Examples of group-theoretic results more easily obtained through topology or geometry
Earlier, I was looking at a question here about the abelianization of a certain group $X$. Since $X$ was the fundamental group of a closed surface $\Sigma$, it was easy to compute $X^{ab}$ as $\pi_1(\Sigma)^{ab} = H_1(\Sigma)$, then use the usual machinery to compute $H_1(\Sigma)$. That made me curious about other compelling examples of solving purely (for some definition of 'purely') algebraic questions that are accessible via topology or geometry. The best example I can think of the Nielsen-Schreier theorem, which is certainly provable directly but has a very short proof by recasting the problem in terms of the fundamental group of a wedge product of circles.

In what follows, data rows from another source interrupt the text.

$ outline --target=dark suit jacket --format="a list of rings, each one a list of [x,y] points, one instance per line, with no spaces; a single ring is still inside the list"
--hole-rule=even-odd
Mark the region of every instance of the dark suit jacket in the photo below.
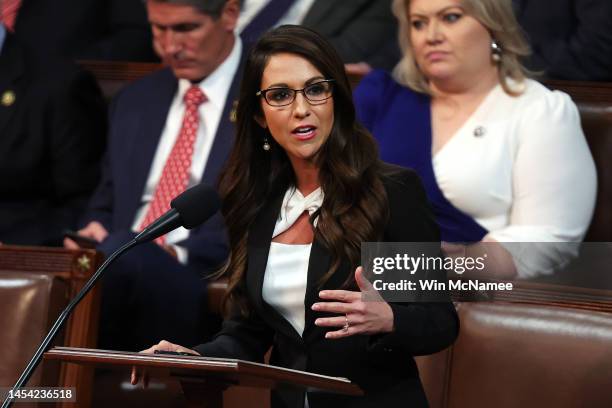
[[[436,242],[438,229],[424,190],[414,172],[402,169],[383,179],[389,199],[390,219],[384,241]],[[270,239],[284,195],[277,189],[249,230],[246,291],[252,306],[249,318],[227,319],[209,343],[195,347],[212,357],[261,361],[273,345],[270,363],[319,374],[347,377],[366,392],[363,398],[309,393],[311,408],[426,406],[414,355],[430,354],[448,347],[458,333],[452,304],[392,303],[395,332],[376,336],[352,336],[342,340],[324,338],[326,329],[314,325],[321,316],[311,310],[318,299],[318,280],[328,270],[330,256],[315,240],[310,254],[305,299],[303,337],[262,298]],[[340,288],[354,266],[344,264],[322,289]],[[442,275],[442,278],[443,279]],[[304,395],[275,392],[274,407],[302,408]]]
[[[45,61],[155,61],[142,0],[23,0],[15,35]]]
[[[201,181],[204,184],[216,185],[234,141],[234,123],[230,116],[241,72],[240,67],[227,97],[204,169]],[[102,181],[83,225],[96,220],[109,232],[131,229],[177,86],[172,71],[163,69],[129,85],[114,100]],[[204,268],[217,266],[227,254],[221,216],[216,215],[193,229],[180,245],[189,251],[190,264]]]
[[[329,39],[344,62],[391,69],[400,59],[391,0],[315,0],[302,24]]]
[[[556,79],[612,81],[612,1],[514,0],[533,49],[530,69]]]
[[[70,62],[44,71],[14,36],[0,54],[0,241],[61,243],[98,181],[104,100]],[[10,95],[14,96],[11,101]]]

Continuing this line of reasoning leads to things like graphs of groups, HNN-extensions, and other bits of geometric group theory.
What are some other examples, at any level, of ostensibly purely group-theoretic results that have compelling, shorter topological proofs? The areas are certainly closely connected; I'm looking more for what seem like completely algebraic problems that turn out to have completely topological resolutions.

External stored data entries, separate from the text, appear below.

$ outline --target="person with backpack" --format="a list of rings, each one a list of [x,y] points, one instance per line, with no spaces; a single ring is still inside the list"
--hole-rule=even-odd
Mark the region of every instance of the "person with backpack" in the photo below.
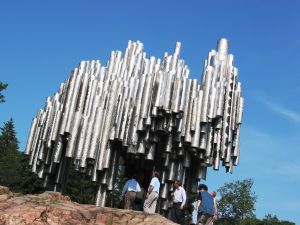
[[[208,193],[208,187],[205,184],[200,184],[198,187],[199,194],[197,197],[198,225],[211,225],[215,214],[213,196]]]

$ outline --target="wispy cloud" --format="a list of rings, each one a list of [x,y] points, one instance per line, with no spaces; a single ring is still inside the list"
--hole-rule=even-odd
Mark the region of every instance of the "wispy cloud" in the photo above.
[[[299,179],[300,164],[298,162],[286,162],[281,164],[284,165],[278,166],[276,169],[273,170],[275,174]]]
[[[266,100],[266,99],[260,99],[260,100],[264,105],[269,107],[270,110],[272,110],[276,113],[279,113],[280,115],[282,115],[290,120],[300,123],[300,114],[299,113],[294,112],[283,105],[275,104],[269,100]]]

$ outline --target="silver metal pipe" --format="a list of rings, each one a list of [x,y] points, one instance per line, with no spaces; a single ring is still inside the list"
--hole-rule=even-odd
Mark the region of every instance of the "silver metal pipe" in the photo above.
[[[56,177],[60,190],[70,159],[98,183],[96,204],[104,206],[124,150],[126,170],[133,164],[160,170],[160,207],[167,210],[175,179],[193,192],[207,167],[233,171],[244,99],[228,41],[220,39],[209,52],[199,81],[189,78],[180,48],[176,43],[173,55],[156,59],[146,56],[141,42],[129,41],[106,65],[82,61],[72,71],[38,111],[26,144],[29,164],[45,186]]]
[[[30,128],[30,131],[29,131],[28,139],[27,139],[26,149],[25,149],[25,152],[24,152],[24,154],[26,154],[26,155],[29,155],[30,152],[32,151],[32,141],[33,141],[33,138],[35,136],[34,132],[37,129],[36,126],[37,126],[37,118],[34,118],[32,120],[32,123],[31,123],[31,128]]]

The Kaplansky Conjecture asserts that the group ring $\Bbb Q G$ contains no non-trivial zero-divisors when $G$ is a torsionfree group.

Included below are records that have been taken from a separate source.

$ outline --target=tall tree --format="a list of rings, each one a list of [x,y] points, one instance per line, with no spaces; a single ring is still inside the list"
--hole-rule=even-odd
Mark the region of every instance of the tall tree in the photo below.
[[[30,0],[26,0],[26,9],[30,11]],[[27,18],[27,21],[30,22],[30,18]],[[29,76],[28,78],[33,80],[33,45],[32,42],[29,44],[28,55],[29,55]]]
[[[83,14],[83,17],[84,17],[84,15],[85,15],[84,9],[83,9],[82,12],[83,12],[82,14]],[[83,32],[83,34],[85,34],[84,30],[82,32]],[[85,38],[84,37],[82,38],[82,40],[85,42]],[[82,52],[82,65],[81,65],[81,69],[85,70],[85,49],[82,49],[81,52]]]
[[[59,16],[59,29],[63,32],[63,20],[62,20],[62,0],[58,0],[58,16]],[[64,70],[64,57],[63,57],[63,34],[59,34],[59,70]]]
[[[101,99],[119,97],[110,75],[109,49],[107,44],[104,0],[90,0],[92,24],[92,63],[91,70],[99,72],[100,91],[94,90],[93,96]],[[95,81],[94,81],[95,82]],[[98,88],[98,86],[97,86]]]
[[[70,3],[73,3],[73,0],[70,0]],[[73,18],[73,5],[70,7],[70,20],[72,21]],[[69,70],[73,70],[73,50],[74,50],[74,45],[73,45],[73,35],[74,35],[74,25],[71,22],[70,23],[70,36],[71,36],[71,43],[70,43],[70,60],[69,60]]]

It is implied by the Atiyah Conjecture, (a version of) which states that for every compact connected CW complex $X$ with $\pi_1(X)=G$, all $\ell^2$-Betti numbers are integers.
The Atiyah Conjecture is now known to be true for a great deal of groups - in particular for groups for which the truth of the Kaplansky Conjecture was unknown before.
There is an exact sequence, due to Hopf: $$\pi_2(X) \to H_2(X) \to H_2(\pi_1(X)) \to 0,$$ where the first map is the Hurewicz map. In some sense, $H_2(\pi_1(X))$ measures how surjective the (2-dimensional) Hurewicz map is. The purpose of this answer is to sell you on this exact sequence. Here's a small result you can prove with it.
Theorem: if $G$ is the fundamental group of a homology sphere, then $H_1(G) = H_2(G) = 0$. In particular, this is true of the binary icosahedral group (a double cover of $A_5$), which is the fundamental group of the Poincare sphere.
Proof: $H_1(G) = G^{ab} = H_1(X) = 0$. That $H_2(G) = 0$ follows immediately from the above exact sequence, because $H_2(\pi_1(X))$ is a quotient of $H_2(X)$.
Two notes.
1) I don't know an easier or different way at all to prove this fact.
2) This property actually characterizes fundamental groups of homology spheres. It is an old theorem of Kervaire that if $G$ is a finitely presented group with trivial $H_1$ and $H_2$, then for fixed $n > 4$, you can find a homology $n$-sphere with fundamental group $G$. $n=3,4$ are (as usual!) something of a mystery.